Apache Hudi primer
Apache Hudi brings upserts, deletes, and incremental pulls to data lakes built on object storage. This primer walks through Hudi's core concepts, table types, and a minimal Meridian-friendly write path you can wire into your warehouse today.
1.Tables, timelines, and table types
Every Hudi table is a directory of parquet files plus a .hoodie/ metadata folder holding an append-only timeline of commits. Choose Copy on Write for read-heavy analytics, or Merge on Read when you need streaming-style ingest with low write amplification.

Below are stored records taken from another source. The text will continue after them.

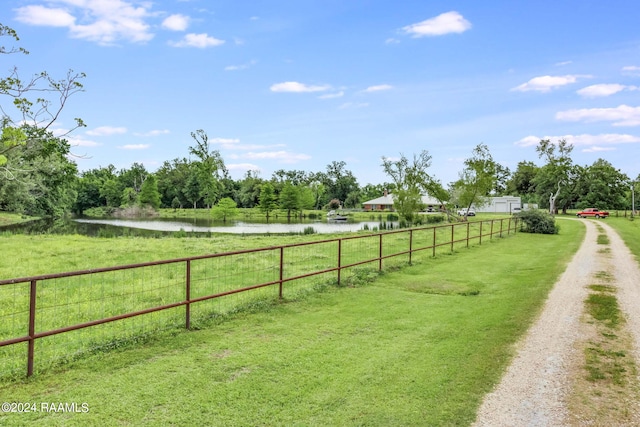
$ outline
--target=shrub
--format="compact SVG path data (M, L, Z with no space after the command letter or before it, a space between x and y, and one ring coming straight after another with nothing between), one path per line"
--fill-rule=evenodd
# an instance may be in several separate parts
M302 234L315 234L316 233L316 229L313 227L305 227L304 230L302 231Z
M558 234L559 227L550 214L546 212L527 210L516 215L522 221L520 231L525 233Z

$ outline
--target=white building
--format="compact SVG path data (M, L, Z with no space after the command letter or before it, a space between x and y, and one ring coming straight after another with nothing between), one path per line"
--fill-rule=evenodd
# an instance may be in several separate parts
M489 197L486 205L475 207L476 212L491 213L513 213L520 209L522 209L522 201L519 196Z

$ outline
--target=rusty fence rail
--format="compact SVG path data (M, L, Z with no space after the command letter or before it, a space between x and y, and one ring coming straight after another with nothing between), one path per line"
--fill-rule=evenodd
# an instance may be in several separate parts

2.Writing your first upsert
The snippet below configures a Spark writer to upsert into a partitioned Hudi table. Set a stable recordKey and a monotonic precombine field, then let Hudi handle file sizing and indexing for you.
df.write.format("hudi") \
.option("hoodie.table.name", "orders") \
.option("hoodie.datasource.write.recordkey.field", "order_id") \
.option("hoodie.datasource.write.precombine.field", "updated_at") \
.option("hoodie.datasource.write.partitionpath.field", "region") \
.option("hoodie.datasource.write.operation", "upsert") \
.mode("append") \
.save("s3://meridian-lake/orders")3.Incremental queries downstream
Hudi's killer feature is the incremental query: pass the latest commit instant your pipeline saw, and Hudi returns only the rows written since. Wire this into Meridian to drive lightweight change-data-capture jobs, materialized views, and event fan-out without re-scanning entire partitions on every run.